Import all necessary documentation. Choose text for use in THEME system. Text must be in .txt format, UTF-8 encoding. Ensure .txt file is located in locatable directory and that notebook is also in this directory. The user must also download TreeTagger and all associated French parameter files.
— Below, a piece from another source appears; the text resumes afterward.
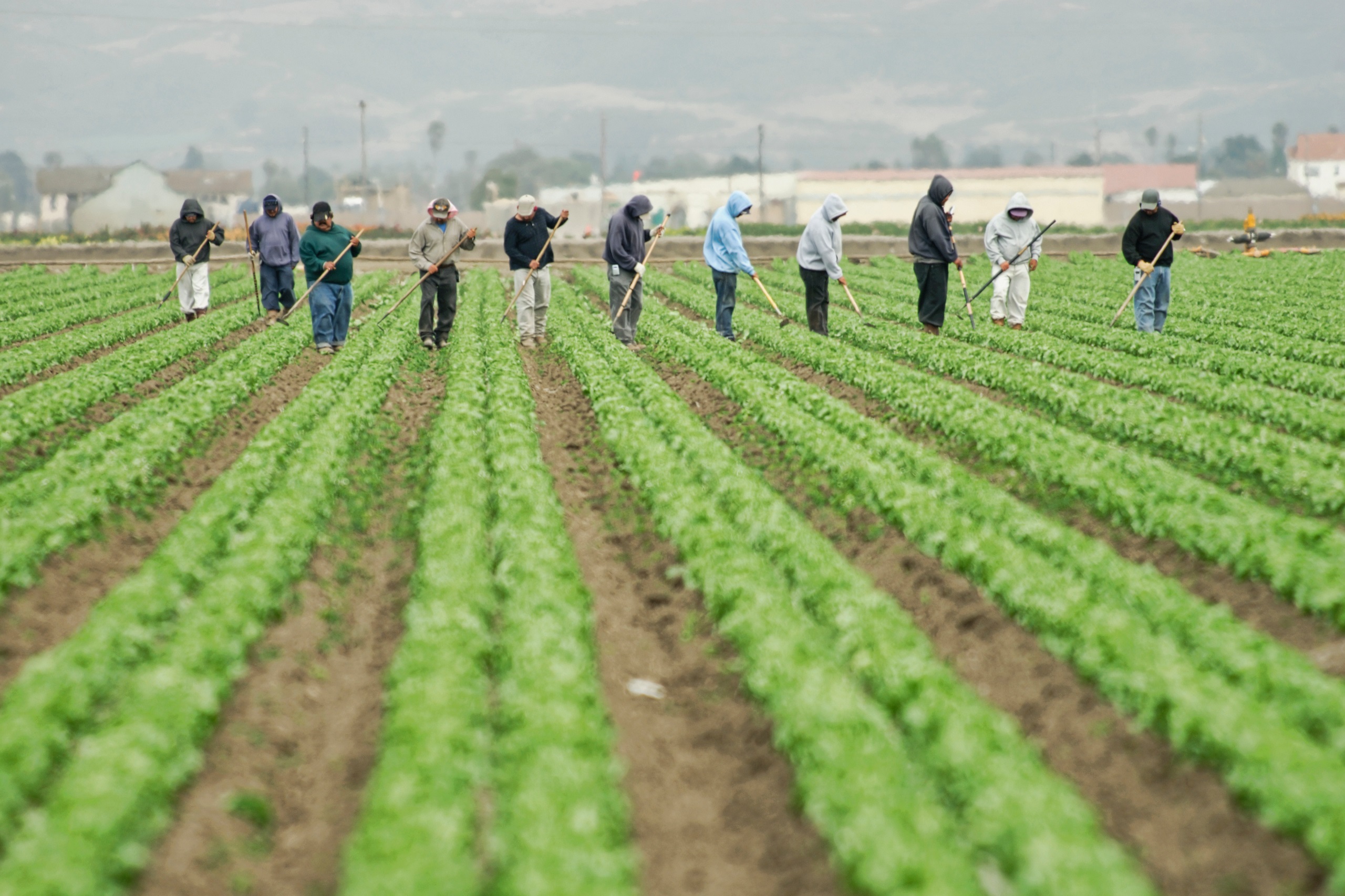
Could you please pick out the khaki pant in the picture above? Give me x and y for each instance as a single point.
(1010, 296)
(533, 302)
(194, 288)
See here for directions: https://www.cis.uni-muenchen.de/~schmid/tools/TreeTagger/. TreeTagger was chosen for part of speech tagging because it reliably tags French POS and also provides a lemma for each tagged word. 

In [2]:
import os, re #to determine directories and use regex
os.getcwd()
os.chdir("/Users/kaylinland/Documents/RAshipSinclair/Fortier/TreeTagger")#navigate to directory with TreeTagger files
import nltk
import sys
!sh install-tagger.sh #install TreeTagger
from treetagger import TreeTagger #call TreeTagger



mkdir: cmd: File exists
mkdir: lib: File exists
mkdir: bin: File exists
mkdir: doc: File exists

TreeTagger version for Mac OS-X installed.
Tagging scripts installed.
French parameter file installed.
Path variables modified in tagging scripts.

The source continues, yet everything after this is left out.